25 As soon as Jehu [and Jonadab] had finished killing the animals that would be completely burned to be an offering to Baal, they [went outside and] said to the guards and officers, “Go in and kill all of them! Do not allow any of them to escape!” So the guards and officers went in and killed them all with their swords. Then they dragged their corpses outside the temple. Then they went into the inner room of the temple,
Toen Jehoe met het offer klaar was, beval hij de soldaten en de aanvoerders: Dringt naar binnen en slaat ze neer; niemand mag ontsnappen. En de soldaten en de aanvoerders joegen ze over de kling en wierpen de lijken er uit. Daarna drongen ze door tot in het allerheiligste van de Báaltempel,
26 and they carried out the sacred pillar of Baal that was there, and they burned it.
smeten de heilige palen van Báal naar buiten, en verbrandden ze;
27 So they destroyed that pillar that honored Baal, and then they burned down the temple, and made it a public toilet. And it is still a toilet!
de heilige zuil van Báal sloegen ze stuk. Tenslotte verwoestten ze de Báaltempel, en maakten er een mestvaalt van. Zo is het gebleven tot op deze dag.
28 That is how Jehu got rid of the worship of Baal in Israel.
Zo roeide Jehoe Báal in Israël uit.
29 But Jehu did not quit committing the kinds of sins that Jeroboam had committed, sins that led the people of Israel to sin by worshiping the gold [statues of] calves in Bethel and Dan [cities].
Toch maakte ook Jehoe geen einde aan de zonde, waartoe Jeroboam, de zoon van Nebat, Israël had verleid met de gouden kalveren te Betel en Dan.
30 Then Yahweh said to Jehu, “You have done what pleased me by getting rid of all of Ahab’s descendants. So I promise you that your son and grandson and great-grandson and great-great-grandson will all be kings of Israel.”

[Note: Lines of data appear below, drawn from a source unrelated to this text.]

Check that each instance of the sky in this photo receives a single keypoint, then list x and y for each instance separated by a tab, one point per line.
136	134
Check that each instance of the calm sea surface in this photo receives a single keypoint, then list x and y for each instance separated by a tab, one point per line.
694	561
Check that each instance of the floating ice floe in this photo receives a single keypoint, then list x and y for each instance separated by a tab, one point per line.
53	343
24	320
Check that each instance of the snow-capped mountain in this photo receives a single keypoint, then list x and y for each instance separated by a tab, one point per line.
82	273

Nu sprak Jahweh tot Jehoe: Gij hebt goed gehandeld, en gedaan wat recht is in mijn ogen; want wat Ik tegen Achab had besloten, hebt gij ten uitvoer gebracht. Daarom zullen uw zonen tot in het vierde geslacht op de troon van Israël zetelen.

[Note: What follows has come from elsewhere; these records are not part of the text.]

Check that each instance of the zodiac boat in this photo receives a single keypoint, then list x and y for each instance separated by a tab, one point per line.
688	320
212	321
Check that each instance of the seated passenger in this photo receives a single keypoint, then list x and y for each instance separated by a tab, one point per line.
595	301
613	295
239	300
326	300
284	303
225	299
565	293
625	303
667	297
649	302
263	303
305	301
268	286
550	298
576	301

31 But Jehu did not obey all the laws of Yahweh, the God of the Israeli people. He did not stop committing the sins that Jeroboam had committed, sins that led the Israeli people to sin.
Maar Jehoe gaf zich geen moeite, om heel zijn leven in te richten naar de wet van Jahweh, Israëls God; hij maakte geen einde aan de zonde, waartoe Jeroboam Israël had verleid.
32 At that time, Yahweh began to cause the territory controlled by Israel to become smaller. [The army of] King Hazael [of Syria] conquered much of the Israeli territory.
Daarom begon Jahweh in die tijd het gebied der Israëlieten in te perken; Chazaël versloeg Israël over heel zijn gebied
33 He conquered the parts east of the Jordan [River], as far south as Aroer [town] on the Arnon [River]. That included [the] Gilead and Bashan [regions], where the tribes of Gad, Reuben, and half of the tribe of Manasseh lived.
ten oosten van de Jordaan en veroverde heel het land Gilad, dat aan Gad, Ruben en Manasse behoorde, van Aroër aan het Arnondal af; dus zowel Gilad als Basjan.
34 [If you want to read more] about all the other things that Jehu did [RHQ], they are written in the scroll called ‘The History of the Kings of Israel’.
De verdere geschiedenis van Jehoe, met al zijn daden en krijgsverrichtingen, is beschreven in het boek der kronieken van de koningen van Israël.
35 Jehu died [EUP], and was buried in Samaria. His son Jehoahaz became the king in place of his father.
Jehoe ging bij zijn vaderen te ruste, en werd te Samaria begraven. Zijn zoon Joachaz volgde hem op.
36 Jehu had ruled in Samaria as the king of Israel for twenty-eight years.
De regering van Jehoe over Israël heeft acht en twintig jaar geduurd.